Even through the haze of my sated weariness, I expected him to stiffen as I said the forbidden words. I wasn’t disappointed. I used the motion, though, to shift within the circle of his arms, to curl against his chest. He pulled me close and cupped the small of my back with his palm. Impossibly, I relaxed a little more.
I was almost asleep when I heard a soft sucking sound. I knew that if I could open my eyes and look up at his face, I’d see that his fangs were retracted. “I shouldn’t have pushed you so hard,” he said.
I murmured something that might have been agreement. It was too hard to shape actual words.
“I was furious with Richardson, with the destruction of our sanctums.”
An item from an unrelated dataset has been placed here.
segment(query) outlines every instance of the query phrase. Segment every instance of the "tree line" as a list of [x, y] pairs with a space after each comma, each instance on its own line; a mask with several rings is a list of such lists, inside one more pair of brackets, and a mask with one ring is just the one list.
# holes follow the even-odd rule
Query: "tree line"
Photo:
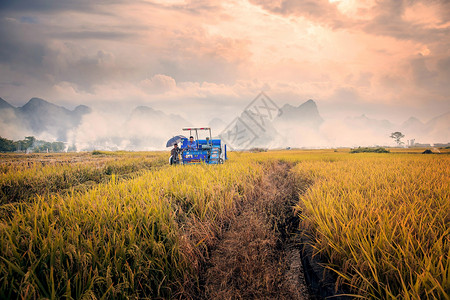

“I know,” I managed to say.
“I felt guilty, like I should have known exactly what he would do. I should have done more to help the others after Schmidt admitted the contact in open court.”
“You couldn’t,” I said.
“I had no business letting myself get trapped at your apartment. I shouldn’t have lost track of time like that. I was a danger to you and to myself.”
“It worked out fine,” I protested.
“I had no right to startle you the way I did. To use Gardner against you like that.”
There. That was the crux of the matter.
I couldn’t agree more with what James had confessed. And it wasn’t enough for him to say so. I had to put an end to his jealousy now, to his stupid, masculine chest-thumping.
Hmm… Thumping of chests.
I almost let myself get distracted by the notion, by the broad expanse of muscle beneath my cheek. I didn’t, though. I found the will power to push myself into a seated position.
“Chris Gardner isn’t a threat to you, James.” I forced myself to meet his eyes, to hold him close even when he started to pull away from me. “He’s not a threat to you, or to any of the other imperials. He’s just a reporter, James. A reporter that you agreed I should speak to.”